Since 2007, I have been creating fast, easy-to-use data wrangling and statistical computing tools, mostly in the Python programming language. I am best known for creating the pandas project and writing the book Python for Data Analysis. I am also a contributor to the Arrow, Kudu (incubating), and Parquet projects within the Apache Software Foundation. I was the co-founder and CEO of DataPad. I later spent a couple years leading efforts to bring Python and Hadoop together at Cloudera. I'm now working for Two Sigma in New York.

Open source projects

pandas (website): Python in-memory data wrangling, preparation, and analytics

  • I created pandas and am its Benevolent Dictator for Life

Ibis (blog, code)

  • I created Ibis at Cloudera.

Feather: a language agnostic data frame file format

  • Hadley Wickham and I designed Feather in January 2016 and released it in March.

Apache Arrow

  • I am a committer on Apache Arrow, focusing on the C++ and Python implementations.

Apache Kudu (incubating)

  • I originally created the Python interface to Kudu, using Cython to wrap the C++ API.

Apache Parquet

  • I am a committer and member of the PMC for Apache Parquet. I have been focusing on the C++ implementation

statsmodels (website, code)

  • I worked on time series models (e.g. VAR) and pandas integration.

Long form biography

I'm an American computer programmer working for Cloudera in San Francisco. I studied theoretical mathematics at MIT (graduating in late 2006) before becoming very interested in programming and tools for data analysis, especially for industry use cases, in 2007.

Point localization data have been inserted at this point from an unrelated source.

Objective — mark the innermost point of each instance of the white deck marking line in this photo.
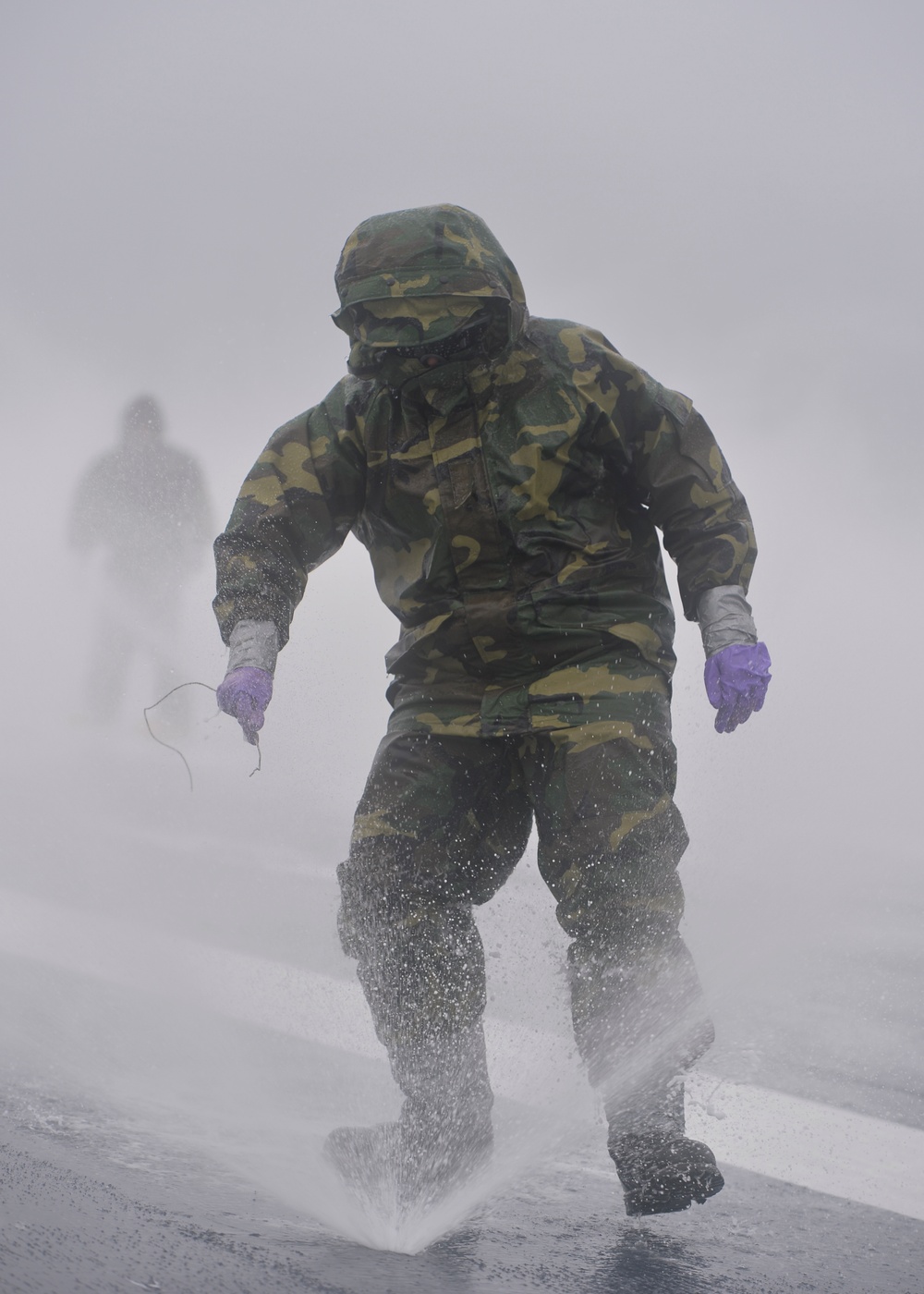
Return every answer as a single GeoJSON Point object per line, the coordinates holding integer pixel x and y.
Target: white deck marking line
{"type": "Point", "coordinates": [820, 1147]}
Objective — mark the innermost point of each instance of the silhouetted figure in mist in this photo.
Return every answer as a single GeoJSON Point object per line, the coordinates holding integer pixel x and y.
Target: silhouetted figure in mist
{"type": "Point", "coordinates": [145, 504]}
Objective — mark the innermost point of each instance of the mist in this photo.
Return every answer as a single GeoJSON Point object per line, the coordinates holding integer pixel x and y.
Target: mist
{"type": "Point", "coordinates": [734, 196]}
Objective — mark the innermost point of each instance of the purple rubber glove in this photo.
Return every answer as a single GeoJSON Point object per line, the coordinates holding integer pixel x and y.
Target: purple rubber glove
{"type": "Point", "coordinates": [736, 681]}
{"type": "Point", "coordinates": [245, 695]}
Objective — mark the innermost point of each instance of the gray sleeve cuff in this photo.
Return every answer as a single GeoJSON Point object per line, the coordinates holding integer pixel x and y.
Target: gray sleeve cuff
{"type": "Point", "coordinates": [725, 618]}
{"type": "Point", "coordinates": [254, 642]}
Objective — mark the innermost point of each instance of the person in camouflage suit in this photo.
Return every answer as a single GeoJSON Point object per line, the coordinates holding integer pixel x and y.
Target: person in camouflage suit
{"type": "Point", "coordinates": [509, 476]}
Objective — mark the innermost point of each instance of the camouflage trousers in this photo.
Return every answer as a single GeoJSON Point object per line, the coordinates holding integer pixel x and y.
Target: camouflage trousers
{"type": "Point", "coordinates": [443, 822]}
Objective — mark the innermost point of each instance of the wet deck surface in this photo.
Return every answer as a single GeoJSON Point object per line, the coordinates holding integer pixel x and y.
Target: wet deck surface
{"type": "Point", "coordinates": [79, 1216]}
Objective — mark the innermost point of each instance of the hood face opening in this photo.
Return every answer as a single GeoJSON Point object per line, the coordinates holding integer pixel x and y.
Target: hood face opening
{"type": "Point", "coordinates": [423, 287]}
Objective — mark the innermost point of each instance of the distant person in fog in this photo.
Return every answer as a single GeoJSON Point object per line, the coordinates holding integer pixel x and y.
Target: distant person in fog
{"type": "Point", "coordinates": [145, 505]}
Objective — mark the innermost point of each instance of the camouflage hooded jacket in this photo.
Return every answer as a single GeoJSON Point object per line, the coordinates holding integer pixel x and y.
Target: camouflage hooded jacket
{"type": "Point", "coordinates": [507, 488]}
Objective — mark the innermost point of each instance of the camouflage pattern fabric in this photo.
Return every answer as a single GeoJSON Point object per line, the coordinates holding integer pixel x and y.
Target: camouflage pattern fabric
{"type": "Point", "coordinates": [442, 824]}
{"type": "Point", "coordinates": [509, 492]}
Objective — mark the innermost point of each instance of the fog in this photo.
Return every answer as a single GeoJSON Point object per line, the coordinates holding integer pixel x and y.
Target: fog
{"type": "Point", "coordinates": [733, 194]}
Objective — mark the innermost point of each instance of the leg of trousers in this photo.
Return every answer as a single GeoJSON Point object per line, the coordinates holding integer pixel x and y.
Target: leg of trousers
{"type": "Point", "coordinates": [610, 843]}
{"type": "Point", "coordinates": [440, 825]}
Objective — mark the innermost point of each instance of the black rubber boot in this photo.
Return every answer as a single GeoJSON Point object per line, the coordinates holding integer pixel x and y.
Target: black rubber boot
{"type": "Point", "coordinates": [412, 1162]}
{"type": "Point", "coordinates": [664, 1171]}
{"type": "Point", "coordinates": [444, 1132]}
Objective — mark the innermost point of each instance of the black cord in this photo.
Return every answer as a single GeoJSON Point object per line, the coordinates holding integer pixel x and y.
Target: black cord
{"type": "Point", "coordinates": [176, 750]}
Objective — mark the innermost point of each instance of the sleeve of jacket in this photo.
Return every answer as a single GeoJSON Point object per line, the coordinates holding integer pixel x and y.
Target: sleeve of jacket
{"type": "Point", "coordinates": [294, 510]}
{"type": "Point", "coordinates": [682, 476]}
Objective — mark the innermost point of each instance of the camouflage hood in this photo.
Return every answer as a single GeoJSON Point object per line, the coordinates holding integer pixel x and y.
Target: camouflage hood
{"type": "Point", "coordinates": [426, 281]}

From August 2007 to July 2010, I worked on the front office quant research team at AQR Capital Management, a large quantitative investment manager in Greenwich, CT. During this time, I led a very successful effort to migrate research and production model building and research processes to the Python programming language. I started building pandas on April 6, 2008, as part of a skunkworks effort to reproduce some econometric research in Python. As part of my work, we formed a new Research Development team for the global macro group to drive software innovation in the front office.

I joined the PhD program in the Statistical Science Department at Duke University before taking leave in Summer 2011 to explore ways to develop open source software (such as pandas) in a sustainable way. I discovered that entrepreneurship often makes more sense than consulting to fund open source with more leverage.

From November 2011 through August 2012, I wrote Python for Data Analysis.

In January 2012, I co-founded Lambda Foundry and we explored developing value-add financial software for the Python data stack. Ultimately the team and I went our separate ways.

In January 2013, I co-founded DataPad with Chang She, fellow MIT grad and a former AQR colleague. We were developing a full stack visual analytics product for business users, using the Python data stack for most of our core technology. We raised venture capital from Accel Partners, Google Ventures, SV Angel, Andreessen-Horowitz, and other investors.

In September 2014, DataPad's technology assets were acquired by Cloudera and we joined the engineering team there.

Earlier life

I was born in 1985. I grew up mostly in northeast Ohio, preceded by 4 generations of newspaper men.

From 1998 to 2001, I became very involved in the video game speed run community. I managed the website for the GoldenEye 007 speed run community and competed in the game myself.

I'm an avid traveler and since a young age have had a keen interest in linguistics, accents, and foreign languages. I've spent the most time in Spain and Germany.